The bioavailability of aspirin after rectal administration in adults has been reported to be 20% to 40%. Peak concentrations are reached approximately 4 hours after rectal administration in adults. Limited pharmacokinetic data in 8 children (5 to 9 years) revealed that the absorption of aspirin was very slow after rectal administration and was highly dependent on retention time. In children that retained the suppository for 5 hours or less, urinary recovery was 54% to 64%. Therefore, aspirin given rectally may not attain effective serum concentrations.
Pharmacokinetic data are unavailable in patients with hepatic impairment; however, aspirin is extensively metabolized in the liver and patients with hepatic impairment may have decreased elimination.
Pharmacokinetic data are unavailable in patients with renal impairment. Aspirin is renally excreted and patients with renal impairment may have decreased elimination. Aspirin is 50% to 100% hemodialyzable.

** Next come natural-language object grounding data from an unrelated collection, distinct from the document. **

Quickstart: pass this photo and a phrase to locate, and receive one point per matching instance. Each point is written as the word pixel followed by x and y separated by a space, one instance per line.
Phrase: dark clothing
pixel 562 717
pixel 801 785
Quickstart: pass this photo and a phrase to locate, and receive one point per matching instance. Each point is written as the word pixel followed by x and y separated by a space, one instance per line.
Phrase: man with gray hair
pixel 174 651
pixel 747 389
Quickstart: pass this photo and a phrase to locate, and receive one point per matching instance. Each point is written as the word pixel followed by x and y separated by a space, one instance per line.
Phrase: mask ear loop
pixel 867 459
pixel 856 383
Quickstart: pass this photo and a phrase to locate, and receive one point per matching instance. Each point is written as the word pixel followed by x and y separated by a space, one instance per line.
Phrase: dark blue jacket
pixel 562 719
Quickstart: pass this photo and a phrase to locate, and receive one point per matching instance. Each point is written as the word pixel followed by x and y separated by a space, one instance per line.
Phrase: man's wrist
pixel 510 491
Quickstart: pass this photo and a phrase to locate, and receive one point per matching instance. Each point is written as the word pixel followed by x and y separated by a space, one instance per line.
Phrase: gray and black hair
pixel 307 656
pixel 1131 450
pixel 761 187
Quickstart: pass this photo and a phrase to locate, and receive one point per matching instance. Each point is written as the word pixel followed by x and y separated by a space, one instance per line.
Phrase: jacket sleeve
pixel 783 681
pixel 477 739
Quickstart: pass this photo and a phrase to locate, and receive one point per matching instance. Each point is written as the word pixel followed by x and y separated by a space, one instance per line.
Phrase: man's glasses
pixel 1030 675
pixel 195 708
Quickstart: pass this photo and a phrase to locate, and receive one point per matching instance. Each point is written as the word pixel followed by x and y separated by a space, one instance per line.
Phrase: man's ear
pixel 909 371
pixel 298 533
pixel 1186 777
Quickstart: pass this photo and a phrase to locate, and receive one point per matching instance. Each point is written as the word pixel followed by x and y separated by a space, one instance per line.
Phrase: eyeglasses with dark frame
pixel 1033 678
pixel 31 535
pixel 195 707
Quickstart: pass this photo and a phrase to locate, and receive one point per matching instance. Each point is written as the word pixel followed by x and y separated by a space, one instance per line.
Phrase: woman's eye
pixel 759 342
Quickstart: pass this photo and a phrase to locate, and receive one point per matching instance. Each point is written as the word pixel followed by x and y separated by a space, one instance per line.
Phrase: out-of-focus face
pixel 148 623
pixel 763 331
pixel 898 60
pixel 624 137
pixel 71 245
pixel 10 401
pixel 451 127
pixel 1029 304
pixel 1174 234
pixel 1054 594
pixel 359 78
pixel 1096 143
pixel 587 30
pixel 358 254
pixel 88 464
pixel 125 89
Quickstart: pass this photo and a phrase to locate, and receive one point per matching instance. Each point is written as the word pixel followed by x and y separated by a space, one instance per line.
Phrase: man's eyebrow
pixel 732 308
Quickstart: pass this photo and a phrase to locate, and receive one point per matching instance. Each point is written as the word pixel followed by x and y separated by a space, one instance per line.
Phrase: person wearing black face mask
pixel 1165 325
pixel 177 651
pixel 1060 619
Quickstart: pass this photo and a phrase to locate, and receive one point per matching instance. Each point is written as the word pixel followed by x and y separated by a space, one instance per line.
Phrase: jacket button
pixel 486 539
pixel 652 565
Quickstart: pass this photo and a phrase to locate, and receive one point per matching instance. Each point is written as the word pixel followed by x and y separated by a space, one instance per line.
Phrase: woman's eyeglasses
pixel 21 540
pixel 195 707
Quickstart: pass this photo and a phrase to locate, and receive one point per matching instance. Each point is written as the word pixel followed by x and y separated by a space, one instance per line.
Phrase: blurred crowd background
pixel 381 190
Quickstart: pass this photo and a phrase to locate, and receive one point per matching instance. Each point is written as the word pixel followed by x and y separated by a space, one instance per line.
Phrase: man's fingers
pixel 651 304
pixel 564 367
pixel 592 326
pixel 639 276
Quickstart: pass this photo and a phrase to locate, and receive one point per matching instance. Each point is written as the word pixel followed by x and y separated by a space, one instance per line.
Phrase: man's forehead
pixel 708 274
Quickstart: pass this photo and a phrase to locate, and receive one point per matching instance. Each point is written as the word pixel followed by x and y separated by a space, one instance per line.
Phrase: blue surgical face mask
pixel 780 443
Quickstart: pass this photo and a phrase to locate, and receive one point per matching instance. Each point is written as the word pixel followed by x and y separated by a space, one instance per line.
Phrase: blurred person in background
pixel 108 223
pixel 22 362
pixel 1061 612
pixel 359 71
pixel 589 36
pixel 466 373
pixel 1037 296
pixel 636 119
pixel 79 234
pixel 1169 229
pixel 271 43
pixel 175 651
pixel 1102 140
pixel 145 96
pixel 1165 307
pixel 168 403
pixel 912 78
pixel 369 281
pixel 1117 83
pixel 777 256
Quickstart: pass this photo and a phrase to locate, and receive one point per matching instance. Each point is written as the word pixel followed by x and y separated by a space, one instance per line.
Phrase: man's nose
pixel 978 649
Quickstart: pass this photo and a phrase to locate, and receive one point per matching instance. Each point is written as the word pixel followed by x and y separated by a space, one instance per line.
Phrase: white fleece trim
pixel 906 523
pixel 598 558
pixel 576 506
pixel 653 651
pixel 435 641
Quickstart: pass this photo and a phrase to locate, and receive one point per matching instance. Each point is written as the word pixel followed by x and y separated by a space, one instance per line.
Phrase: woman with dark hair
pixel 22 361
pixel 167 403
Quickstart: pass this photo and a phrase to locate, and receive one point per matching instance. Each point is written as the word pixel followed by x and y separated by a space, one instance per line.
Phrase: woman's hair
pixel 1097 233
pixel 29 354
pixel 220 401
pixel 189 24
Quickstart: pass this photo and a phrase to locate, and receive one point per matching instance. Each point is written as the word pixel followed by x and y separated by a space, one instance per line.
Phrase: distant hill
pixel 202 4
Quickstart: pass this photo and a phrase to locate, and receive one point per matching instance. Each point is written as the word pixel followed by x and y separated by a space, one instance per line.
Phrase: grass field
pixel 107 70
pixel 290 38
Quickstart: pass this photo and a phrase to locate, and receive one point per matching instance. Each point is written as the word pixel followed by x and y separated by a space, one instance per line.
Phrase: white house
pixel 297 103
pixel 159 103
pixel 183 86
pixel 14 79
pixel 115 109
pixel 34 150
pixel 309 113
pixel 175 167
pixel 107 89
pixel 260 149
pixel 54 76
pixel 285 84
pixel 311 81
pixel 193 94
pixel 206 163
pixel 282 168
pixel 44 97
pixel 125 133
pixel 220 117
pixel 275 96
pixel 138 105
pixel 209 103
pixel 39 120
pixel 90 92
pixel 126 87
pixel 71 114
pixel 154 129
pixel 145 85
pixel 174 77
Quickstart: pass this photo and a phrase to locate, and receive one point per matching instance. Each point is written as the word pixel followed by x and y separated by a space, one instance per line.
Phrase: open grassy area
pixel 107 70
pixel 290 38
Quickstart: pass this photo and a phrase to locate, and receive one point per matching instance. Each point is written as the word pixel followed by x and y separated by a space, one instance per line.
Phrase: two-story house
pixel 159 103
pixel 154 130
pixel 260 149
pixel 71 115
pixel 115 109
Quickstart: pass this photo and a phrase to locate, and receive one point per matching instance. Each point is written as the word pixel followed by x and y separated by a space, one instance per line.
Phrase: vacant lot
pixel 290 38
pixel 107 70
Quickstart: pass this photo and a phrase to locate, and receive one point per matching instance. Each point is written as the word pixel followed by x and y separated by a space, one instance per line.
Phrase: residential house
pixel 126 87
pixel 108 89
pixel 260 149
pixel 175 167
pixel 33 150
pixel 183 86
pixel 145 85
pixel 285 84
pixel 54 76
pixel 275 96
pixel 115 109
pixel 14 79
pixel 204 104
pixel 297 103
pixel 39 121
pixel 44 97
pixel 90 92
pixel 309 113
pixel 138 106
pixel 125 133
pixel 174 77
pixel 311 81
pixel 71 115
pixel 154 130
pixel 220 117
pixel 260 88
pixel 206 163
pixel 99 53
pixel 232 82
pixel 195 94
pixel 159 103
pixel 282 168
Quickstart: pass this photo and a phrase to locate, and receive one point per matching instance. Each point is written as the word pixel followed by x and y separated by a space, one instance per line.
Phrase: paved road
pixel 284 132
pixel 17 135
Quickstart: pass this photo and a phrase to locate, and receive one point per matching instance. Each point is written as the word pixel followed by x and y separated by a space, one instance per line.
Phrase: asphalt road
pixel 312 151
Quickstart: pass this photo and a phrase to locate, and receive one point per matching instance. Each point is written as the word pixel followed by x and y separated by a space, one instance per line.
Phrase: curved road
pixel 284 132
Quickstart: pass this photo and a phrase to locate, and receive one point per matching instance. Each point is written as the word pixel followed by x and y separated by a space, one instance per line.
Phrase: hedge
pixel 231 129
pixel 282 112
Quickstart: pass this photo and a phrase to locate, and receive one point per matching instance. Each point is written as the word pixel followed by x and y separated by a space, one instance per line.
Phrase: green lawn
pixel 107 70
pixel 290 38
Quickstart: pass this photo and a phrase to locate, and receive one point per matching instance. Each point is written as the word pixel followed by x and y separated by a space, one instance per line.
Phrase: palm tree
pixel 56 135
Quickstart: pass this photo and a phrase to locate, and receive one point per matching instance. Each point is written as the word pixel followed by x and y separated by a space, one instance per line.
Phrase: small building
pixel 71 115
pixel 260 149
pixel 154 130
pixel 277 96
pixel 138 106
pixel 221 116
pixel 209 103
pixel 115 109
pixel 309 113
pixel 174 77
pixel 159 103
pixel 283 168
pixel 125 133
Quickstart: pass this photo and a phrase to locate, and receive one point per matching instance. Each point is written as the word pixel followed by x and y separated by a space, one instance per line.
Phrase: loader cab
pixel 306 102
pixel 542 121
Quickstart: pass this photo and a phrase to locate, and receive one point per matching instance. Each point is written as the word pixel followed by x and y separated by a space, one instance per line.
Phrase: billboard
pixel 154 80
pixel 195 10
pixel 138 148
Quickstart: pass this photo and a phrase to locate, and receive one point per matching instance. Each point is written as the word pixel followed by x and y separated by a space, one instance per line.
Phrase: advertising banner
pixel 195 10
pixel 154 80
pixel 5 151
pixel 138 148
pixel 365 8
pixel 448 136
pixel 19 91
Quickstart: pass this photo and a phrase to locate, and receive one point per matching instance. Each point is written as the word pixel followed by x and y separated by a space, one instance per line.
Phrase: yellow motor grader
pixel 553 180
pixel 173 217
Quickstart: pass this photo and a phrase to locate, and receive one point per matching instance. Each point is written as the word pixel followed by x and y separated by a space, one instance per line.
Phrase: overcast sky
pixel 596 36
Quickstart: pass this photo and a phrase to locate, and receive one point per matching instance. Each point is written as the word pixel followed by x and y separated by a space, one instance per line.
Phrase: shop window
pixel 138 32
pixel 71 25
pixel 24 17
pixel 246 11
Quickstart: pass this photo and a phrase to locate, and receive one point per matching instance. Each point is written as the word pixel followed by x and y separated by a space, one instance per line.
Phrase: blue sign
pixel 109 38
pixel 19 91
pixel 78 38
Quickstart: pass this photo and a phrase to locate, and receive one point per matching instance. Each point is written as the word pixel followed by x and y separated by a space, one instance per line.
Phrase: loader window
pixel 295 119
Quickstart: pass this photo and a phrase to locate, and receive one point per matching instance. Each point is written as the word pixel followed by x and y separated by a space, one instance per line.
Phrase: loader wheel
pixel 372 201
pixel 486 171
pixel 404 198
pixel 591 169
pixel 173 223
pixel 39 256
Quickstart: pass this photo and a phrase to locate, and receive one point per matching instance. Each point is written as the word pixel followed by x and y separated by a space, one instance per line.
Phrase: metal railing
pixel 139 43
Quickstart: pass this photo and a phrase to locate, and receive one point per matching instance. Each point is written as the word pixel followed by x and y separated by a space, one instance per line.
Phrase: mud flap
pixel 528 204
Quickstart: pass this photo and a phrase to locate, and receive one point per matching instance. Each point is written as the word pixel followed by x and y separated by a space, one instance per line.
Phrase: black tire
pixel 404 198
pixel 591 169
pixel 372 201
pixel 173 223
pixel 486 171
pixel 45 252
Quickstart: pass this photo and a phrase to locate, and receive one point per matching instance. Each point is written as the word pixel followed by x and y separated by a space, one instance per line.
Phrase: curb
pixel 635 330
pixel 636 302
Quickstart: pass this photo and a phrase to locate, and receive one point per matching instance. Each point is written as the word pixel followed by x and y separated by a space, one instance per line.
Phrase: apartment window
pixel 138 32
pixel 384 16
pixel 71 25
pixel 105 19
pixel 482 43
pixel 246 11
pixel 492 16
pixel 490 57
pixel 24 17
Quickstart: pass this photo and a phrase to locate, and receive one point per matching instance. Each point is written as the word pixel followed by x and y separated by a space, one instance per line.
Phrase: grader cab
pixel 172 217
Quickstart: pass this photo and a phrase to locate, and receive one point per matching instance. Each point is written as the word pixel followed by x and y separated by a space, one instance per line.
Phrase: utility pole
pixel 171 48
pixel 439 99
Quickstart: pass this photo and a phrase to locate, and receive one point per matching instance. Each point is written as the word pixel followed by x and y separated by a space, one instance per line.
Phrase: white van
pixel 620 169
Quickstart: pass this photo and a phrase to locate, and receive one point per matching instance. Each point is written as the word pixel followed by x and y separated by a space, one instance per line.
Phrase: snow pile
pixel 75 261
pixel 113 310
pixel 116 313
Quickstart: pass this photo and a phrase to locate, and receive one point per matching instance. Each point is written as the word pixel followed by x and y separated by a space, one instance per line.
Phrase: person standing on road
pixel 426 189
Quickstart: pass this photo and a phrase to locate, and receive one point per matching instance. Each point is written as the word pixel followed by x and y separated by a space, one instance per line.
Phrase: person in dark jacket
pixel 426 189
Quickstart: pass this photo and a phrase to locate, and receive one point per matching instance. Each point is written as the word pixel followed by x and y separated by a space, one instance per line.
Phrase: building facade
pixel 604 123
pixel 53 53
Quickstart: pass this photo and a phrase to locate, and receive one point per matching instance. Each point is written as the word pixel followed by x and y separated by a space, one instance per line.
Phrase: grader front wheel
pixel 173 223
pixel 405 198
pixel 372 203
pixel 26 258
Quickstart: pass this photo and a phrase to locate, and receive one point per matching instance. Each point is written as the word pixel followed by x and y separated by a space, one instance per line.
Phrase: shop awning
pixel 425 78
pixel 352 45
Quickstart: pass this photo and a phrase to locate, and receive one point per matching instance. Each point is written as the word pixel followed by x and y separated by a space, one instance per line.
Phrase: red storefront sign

Neonates would be expected to have a slower clearance of aspirin due to their immature hepatic function. Pharmacokinetic data are very limited in children. Data from 10 children (2 to 7 years) who received aspirin revealed a mean elimination half-life for salicylic acid of 3.4 hours. This is similar to what has been reported in adults.
The pharmacokinetics of aspirin are altered in children with Kawasaki disease. These patients have been shown to achieve lower salicylate concentrations compared with healthy children receiving the same aspirin dose due to a combination of impaired bioavailability and/or increased clearance.